- Born: 9 May 1929 Berlin-Steglitz, Germany
- Died: 6 June 2015 (aged 86) Munich, Germany
- Citizenship: German
- Scientific career
- Fields: Private law, Roman law, Ancient law, history of law
- Institutions: Heidelberg University
- Doctoral advisor: Max Kaser
- Doctoral students: Jens Petersen

= Dieter Medicus =

German jurist

Dieter Medicus (9 May 1929 – 6 June 2015) was a German jurist. Until his retirement in 1994, he was professor of Private Law and history of Ancient law at LMU Munich.

== Life ==
Medicus was born 1929 in Berlin. His father was a chemist. He studied law at the Humboldt University of Berlin, the University of Würzburg and the University of Münster. In 1954, he passed the first state exam (erstes juristisches Staatsexamen) and in 1957, the second state exam (zweites Staatsexamen)) in Münster. He was a doctoral student of Max Kaser (dissertation Zur Geschichte des Senatus consultum Velleianum—‘On the History of the Senatus Consultum Velleianium’ in 1956) and habilitated in 1962 (Id quod interest. Studien zum römischen Recht des Schadensersatzes—‘Id quod interest. Studies about the Roman law of damages’). In 1962, he was full professor at Kiel University, afterward at the University of Tübingen (1966) and the University of Regensburg (1969). From 1978 to 1994, he was full professor of Private Law and history of Ancient law at LMU Munich.

Medicus is author of the standard text book on German private Law (Bürgerliches Recht, 23rd edition 2011). Bürgerliches Recht was translated into Japanese (Doitsu-minpō, 1997) and hailed as “beacon of scholarly writing”. It is “well-known to every German lawyer” and even cited by courts. His book on the General Part of the German Civil Code (Allgemeiner Teil des Bürgerlichen Rechts) was translated into Chinese (De guo min fa zong lun, 2000). His text books on the law of obligations were translated into Spanish (tratado de las relaciones obligacionales, 1995). He was one of the advisors of the German Government during the reform of the law of obligations (Schuldrechtsreform) in 2002.
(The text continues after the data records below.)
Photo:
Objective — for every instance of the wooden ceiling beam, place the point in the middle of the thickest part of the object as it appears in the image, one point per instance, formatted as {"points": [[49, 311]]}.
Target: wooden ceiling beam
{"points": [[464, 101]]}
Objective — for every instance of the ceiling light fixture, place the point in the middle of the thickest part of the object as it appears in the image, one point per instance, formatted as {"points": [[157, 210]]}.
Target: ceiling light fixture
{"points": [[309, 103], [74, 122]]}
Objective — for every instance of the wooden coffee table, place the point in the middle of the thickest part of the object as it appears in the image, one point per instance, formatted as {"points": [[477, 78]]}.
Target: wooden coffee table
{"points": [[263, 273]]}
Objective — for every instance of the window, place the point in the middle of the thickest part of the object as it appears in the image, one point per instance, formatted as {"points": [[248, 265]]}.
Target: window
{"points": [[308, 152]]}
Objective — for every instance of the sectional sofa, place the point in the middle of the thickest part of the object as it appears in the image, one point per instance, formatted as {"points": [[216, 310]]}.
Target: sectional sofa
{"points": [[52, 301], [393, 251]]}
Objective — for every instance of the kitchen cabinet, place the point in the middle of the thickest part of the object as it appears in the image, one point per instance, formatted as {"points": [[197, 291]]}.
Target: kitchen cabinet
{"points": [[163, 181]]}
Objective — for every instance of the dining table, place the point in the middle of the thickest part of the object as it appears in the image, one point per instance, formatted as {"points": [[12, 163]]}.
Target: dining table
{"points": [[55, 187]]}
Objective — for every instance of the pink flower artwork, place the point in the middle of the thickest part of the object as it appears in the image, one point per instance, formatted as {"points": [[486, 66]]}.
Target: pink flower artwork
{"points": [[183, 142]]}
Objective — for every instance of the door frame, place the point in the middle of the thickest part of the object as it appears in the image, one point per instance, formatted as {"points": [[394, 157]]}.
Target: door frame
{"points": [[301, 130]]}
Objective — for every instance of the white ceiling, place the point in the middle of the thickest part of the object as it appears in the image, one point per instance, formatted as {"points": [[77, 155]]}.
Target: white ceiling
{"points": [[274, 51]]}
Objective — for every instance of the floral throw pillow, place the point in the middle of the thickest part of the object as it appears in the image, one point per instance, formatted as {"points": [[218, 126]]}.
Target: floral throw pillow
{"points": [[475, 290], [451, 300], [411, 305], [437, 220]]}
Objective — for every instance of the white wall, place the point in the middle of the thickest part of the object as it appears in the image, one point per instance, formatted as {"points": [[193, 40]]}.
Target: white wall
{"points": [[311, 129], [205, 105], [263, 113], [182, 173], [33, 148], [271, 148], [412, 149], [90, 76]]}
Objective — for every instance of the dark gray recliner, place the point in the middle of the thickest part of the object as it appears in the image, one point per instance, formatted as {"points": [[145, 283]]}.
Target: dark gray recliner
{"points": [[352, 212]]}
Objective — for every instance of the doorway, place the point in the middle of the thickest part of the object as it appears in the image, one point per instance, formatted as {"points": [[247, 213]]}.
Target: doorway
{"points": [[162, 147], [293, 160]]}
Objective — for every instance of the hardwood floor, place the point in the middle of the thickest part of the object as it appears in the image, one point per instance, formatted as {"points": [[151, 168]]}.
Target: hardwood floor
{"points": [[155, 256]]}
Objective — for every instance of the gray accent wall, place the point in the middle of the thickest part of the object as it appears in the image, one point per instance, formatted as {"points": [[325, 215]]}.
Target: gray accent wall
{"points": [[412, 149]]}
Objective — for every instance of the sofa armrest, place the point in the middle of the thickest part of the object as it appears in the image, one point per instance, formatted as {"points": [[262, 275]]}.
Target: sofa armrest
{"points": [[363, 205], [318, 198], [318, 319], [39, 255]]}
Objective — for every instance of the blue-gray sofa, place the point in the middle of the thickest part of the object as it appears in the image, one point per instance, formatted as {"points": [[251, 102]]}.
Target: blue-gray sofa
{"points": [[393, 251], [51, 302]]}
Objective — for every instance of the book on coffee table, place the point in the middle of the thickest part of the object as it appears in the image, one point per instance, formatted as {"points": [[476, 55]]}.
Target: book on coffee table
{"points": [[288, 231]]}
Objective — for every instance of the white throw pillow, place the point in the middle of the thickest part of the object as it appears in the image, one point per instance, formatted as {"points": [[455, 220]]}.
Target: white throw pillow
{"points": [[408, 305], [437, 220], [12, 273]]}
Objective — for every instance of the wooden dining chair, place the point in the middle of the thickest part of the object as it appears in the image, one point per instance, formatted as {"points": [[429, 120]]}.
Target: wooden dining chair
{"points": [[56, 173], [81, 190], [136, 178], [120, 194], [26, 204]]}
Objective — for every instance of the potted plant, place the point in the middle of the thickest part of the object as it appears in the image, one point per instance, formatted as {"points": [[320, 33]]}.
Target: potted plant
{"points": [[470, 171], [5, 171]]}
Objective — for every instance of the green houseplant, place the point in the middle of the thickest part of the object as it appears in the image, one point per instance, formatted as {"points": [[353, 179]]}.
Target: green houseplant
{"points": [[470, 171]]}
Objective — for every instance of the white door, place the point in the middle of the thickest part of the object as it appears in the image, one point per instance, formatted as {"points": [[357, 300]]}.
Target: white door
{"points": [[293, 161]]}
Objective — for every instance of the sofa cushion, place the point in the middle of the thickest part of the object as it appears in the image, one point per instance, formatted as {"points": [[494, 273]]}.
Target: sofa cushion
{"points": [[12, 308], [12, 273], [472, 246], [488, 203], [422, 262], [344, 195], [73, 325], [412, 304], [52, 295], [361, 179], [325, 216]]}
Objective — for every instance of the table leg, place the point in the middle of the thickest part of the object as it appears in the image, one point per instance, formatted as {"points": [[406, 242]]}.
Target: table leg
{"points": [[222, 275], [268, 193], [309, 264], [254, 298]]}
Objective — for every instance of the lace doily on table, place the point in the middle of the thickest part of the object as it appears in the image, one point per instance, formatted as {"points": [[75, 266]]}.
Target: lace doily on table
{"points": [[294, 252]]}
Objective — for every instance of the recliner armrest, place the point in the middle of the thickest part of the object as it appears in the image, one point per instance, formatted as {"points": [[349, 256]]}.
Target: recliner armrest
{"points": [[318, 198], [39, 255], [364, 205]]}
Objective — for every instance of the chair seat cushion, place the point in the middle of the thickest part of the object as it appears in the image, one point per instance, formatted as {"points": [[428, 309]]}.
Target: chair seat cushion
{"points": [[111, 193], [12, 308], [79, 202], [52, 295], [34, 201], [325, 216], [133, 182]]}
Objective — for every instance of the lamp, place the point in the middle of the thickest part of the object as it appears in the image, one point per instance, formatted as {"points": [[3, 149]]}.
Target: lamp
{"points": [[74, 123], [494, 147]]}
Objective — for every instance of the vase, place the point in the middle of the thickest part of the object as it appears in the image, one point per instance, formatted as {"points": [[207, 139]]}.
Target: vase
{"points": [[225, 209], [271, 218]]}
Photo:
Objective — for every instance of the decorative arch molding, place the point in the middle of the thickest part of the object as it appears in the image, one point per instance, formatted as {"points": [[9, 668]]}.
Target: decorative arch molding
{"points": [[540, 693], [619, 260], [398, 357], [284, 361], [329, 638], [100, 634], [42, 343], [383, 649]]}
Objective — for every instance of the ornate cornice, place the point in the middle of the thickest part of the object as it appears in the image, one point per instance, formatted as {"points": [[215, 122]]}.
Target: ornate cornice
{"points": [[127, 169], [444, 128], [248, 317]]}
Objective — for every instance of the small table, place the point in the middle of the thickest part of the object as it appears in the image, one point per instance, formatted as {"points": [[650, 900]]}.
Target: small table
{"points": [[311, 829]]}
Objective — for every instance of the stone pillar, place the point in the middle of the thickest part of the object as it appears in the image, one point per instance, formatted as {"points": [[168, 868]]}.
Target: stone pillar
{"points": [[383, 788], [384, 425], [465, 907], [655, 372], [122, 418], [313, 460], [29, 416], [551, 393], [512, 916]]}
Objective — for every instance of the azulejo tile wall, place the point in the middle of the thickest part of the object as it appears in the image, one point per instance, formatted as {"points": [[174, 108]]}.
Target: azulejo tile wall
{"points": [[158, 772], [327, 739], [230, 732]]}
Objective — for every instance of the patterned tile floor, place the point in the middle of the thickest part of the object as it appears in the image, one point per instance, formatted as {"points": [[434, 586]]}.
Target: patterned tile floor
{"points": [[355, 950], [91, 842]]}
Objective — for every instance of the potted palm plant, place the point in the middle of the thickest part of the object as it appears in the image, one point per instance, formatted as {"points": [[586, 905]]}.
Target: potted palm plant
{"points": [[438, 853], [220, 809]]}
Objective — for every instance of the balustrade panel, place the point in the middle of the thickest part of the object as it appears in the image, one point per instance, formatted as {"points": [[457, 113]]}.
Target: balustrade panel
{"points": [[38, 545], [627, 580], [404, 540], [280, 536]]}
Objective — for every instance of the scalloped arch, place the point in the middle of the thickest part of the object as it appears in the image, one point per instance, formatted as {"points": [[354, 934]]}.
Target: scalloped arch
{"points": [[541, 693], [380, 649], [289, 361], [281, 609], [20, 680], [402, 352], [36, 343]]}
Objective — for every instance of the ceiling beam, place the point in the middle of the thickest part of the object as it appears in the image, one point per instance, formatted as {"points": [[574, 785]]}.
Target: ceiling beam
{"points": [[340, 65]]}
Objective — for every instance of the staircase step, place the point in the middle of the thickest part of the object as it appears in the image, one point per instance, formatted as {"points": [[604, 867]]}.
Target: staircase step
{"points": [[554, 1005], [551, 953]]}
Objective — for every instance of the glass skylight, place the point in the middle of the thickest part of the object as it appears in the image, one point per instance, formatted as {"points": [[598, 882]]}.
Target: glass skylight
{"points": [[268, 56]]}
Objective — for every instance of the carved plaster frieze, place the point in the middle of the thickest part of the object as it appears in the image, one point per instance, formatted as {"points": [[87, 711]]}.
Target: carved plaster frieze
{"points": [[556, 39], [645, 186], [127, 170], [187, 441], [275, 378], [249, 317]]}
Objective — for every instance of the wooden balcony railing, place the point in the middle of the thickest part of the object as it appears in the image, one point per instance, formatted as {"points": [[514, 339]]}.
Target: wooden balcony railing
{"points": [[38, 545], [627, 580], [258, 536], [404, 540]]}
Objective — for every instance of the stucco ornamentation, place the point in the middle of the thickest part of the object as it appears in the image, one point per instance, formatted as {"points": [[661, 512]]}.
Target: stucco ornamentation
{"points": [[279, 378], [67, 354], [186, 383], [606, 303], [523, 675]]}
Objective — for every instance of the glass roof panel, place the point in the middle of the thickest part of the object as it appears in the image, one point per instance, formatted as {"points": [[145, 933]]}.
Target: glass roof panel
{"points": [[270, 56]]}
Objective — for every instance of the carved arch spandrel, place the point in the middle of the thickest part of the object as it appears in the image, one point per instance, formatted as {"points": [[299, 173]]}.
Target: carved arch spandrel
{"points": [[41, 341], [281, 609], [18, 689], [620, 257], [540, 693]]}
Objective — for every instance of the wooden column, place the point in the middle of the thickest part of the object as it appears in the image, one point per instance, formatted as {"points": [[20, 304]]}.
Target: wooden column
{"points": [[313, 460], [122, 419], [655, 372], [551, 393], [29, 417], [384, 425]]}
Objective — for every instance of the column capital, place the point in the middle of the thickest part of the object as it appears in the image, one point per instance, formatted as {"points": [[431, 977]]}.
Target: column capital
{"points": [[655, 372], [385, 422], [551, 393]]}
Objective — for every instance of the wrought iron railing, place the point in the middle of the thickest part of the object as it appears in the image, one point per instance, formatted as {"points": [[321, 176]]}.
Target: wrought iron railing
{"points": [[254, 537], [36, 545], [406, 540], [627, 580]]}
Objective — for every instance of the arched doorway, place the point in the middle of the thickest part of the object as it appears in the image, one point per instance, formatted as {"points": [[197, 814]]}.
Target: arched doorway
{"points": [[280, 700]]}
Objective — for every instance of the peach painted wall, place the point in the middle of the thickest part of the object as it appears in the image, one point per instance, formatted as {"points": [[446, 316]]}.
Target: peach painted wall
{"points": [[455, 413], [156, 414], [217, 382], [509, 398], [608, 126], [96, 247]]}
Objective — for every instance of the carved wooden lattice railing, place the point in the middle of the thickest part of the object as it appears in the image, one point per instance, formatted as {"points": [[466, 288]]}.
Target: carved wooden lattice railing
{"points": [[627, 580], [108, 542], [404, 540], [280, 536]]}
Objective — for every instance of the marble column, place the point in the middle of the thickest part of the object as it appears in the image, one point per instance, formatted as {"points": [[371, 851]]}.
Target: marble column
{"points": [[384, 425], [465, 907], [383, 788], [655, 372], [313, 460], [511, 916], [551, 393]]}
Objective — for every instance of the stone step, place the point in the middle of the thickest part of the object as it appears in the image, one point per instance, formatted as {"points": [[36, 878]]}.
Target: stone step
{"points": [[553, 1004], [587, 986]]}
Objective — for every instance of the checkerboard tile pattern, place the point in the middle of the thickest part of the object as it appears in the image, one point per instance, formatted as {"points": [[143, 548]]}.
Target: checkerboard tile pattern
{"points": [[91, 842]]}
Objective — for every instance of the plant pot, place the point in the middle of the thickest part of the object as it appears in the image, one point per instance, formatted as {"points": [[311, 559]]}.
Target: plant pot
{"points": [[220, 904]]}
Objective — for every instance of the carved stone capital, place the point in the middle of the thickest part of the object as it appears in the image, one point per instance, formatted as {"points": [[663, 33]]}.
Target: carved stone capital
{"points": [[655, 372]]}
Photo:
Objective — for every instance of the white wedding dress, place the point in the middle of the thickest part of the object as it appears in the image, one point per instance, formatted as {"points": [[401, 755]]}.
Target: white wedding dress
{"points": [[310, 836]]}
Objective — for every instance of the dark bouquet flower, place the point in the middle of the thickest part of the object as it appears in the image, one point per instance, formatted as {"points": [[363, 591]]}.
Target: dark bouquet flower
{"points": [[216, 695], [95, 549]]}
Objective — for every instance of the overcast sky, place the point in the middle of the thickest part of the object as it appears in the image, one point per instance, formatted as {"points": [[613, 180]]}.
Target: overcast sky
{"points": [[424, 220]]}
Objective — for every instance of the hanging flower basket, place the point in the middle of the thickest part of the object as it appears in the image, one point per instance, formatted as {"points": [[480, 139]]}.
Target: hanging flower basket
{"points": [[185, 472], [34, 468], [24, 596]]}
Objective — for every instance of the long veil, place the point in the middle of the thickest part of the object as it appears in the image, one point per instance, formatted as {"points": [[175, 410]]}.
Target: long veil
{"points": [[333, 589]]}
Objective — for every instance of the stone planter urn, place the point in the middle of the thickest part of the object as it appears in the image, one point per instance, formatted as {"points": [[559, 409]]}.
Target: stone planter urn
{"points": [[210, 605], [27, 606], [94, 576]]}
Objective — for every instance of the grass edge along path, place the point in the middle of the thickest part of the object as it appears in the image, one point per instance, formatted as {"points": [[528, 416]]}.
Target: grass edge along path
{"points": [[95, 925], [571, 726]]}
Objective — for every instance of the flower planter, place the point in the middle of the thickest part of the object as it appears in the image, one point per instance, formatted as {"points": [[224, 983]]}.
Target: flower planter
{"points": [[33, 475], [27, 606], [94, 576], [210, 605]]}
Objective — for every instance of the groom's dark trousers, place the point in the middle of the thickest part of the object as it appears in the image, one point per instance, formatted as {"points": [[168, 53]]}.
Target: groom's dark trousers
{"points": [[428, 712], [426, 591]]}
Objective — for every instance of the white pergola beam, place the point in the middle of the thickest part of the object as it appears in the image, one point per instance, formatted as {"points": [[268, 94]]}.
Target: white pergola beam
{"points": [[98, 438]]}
== Memberships and honours ==
Medicus was elected member of the Bavarian Academy of Sciences and Humanities (Class for History and Philosophy) in 1980. He was awarded a doctorate honoris causa by the University of Regensburg in 1999 and by Martin Luther University Halle-Wittenberg in 2008.

== Works ==
- Bürgerliches Recht. Eine nach Anspruchsgrundlagen geordnete Darstellung zur Examensvorbereitung. Carl Heymanns Verlag, Köln 1968. 29th edition (with Jens Petersen): Verlag Franz Vahlen, München 2014, ISBN 978-3800647378.
- Gesetzliche Schuldverhältnisse. Delikts- und Schadensrecht, Bereicherung, Geschäftsführung ohne Auftrag. Verlag C. H. Beck, München 1977, ISBN 3-406-06668-2. 5th edition: Verlag C. H. Beck, München 2007, ISBN 978-3-406-54445-3.
- Allgemeiner Teil des BGB. Ein Lehrbuch. C.F. Müller Verlag, Heidelberg 1982, ISBN 3-8114-5082-4. 10th edition: C.F. Müller Verlag, Heidelberg 2010, ISBN 978-3-8114-9652-1.
- Grundwissen zum bürgerlichen Recht. Ein Basisbuch zu den Anspruchsgrundlagen. Carl Heymanns Verlag, Köln 1994, ISBN 3-452-22312-4. 8th edition: Carl Heymanns Verlag, Köln 2008, ISBN 978-3-452-26878-5.
- Id quod interest – Studien zum römischen Recht des Schadensersatzes. Böhlau Verlag, Köln and Graz 1962.